We see the manifestation of these metamorphoses in Wang Gungwu. Currently based in Singapore, Wang’s affinity to China today is more cultural than political. As a Southeast Asian, his “Chinese-ness” was moulded in a milieu of ethno-linguistic diversity and assorted spiritualities. These cross-cultural fusions equipped Wang, a lauded Confucian scholarly gentleman, junzi, with a unique set of critical inter-civilisational acumen. Wang’s command of the English language and lucid style of writing, for example, made his scholarship directly accessible to the global community.
As the PRC takes centre stage in the world, Beijing is intent on gaining an upper hand in shaping the China narrative. The Chinese state initiatives have brought to the surface the overseas Chinese own diverging yet critical role in explaining the China phenomenon. Scholars like Wang have actually transformed into transnational, multicultural intermediaries — setting themselves apart as independent emissaries straddling East and West, with a distinctive hyphenated Chinese voice, to narrate the China story to the rest.

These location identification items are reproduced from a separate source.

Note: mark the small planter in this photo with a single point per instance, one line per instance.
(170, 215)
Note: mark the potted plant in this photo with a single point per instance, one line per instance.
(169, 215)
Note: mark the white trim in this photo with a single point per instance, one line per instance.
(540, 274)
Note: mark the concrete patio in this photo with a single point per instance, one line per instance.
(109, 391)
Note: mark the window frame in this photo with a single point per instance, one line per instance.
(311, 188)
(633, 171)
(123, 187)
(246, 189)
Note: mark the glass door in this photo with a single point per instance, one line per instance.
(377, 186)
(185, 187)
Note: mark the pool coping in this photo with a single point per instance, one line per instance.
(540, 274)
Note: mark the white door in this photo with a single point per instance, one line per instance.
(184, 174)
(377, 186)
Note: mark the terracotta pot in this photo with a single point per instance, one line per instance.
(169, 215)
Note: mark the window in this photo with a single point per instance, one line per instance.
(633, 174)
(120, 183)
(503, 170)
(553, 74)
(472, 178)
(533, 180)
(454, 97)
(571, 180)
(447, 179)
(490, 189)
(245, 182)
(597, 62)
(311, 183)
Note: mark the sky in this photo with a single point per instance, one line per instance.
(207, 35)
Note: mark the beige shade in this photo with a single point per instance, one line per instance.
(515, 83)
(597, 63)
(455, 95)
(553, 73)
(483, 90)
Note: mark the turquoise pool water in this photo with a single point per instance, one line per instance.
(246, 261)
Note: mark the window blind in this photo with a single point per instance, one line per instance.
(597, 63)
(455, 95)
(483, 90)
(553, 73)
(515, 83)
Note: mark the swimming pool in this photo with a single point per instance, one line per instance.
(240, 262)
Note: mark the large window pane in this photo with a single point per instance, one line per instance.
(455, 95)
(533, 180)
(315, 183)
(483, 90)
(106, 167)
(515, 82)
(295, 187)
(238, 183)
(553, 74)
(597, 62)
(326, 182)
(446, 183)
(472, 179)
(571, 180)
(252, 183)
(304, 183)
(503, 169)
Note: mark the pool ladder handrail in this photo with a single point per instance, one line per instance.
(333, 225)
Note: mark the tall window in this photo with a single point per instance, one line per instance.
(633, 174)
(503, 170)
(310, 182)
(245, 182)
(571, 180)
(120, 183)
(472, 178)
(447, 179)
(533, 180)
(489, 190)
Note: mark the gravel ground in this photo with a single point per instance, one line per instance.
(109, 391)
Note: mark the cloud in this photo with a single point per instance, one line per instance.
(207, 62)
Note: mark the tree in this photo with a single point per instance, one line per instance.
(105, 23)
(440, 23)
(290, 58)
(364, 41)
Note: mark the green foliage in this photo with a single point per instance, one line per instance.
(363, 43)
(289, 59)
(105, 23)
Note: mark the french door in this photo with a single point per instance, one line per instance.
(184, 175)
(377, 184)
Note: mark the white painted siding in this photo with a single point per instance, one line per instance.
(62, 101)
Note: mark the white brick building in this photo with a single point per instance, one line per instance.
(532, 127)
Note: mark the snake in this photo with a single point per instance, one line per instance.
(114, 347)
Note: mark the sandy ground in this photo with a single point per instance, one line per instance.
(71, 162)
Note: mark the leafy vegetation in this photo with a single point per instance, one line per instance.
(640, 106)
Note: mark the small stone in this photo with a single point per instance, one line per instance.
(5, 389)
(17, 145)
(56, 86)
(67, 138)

In a pioneering class of bridge-building junzi, Wang’s illustrious academic career was part of the scholastic vanguard that introduced an insular Sinic civilisation to the wider world. This is important not least because the rise of China is the story of our times. And crucially, this is a fast developing, unfolding story that is propelling the 21st century into a critical moment in history.
Indeed, China rising is triggering a tectonic reconfiguration of the existing US-led world order. As in any great power transitions, the risk of tripping into the Thucydides Trap is ever present. But today’s risk is aggravated by the fact that the Sino-US matchup is an encounter between two fundamentally different civilisational powers. It is a rivalry that is becoming increasingly hostile, marred by deep mistrust and misperceptions.
Herein lies the pivotal significance of Wang’s life and work, namely, to help mitigate the trust and perception deficits between the Chinese and the American world, and to lay the cross-cultural groundwork needed to turn around the current all-or-nothing showdown between these two great civilisational powers into one of peaceful coexistence.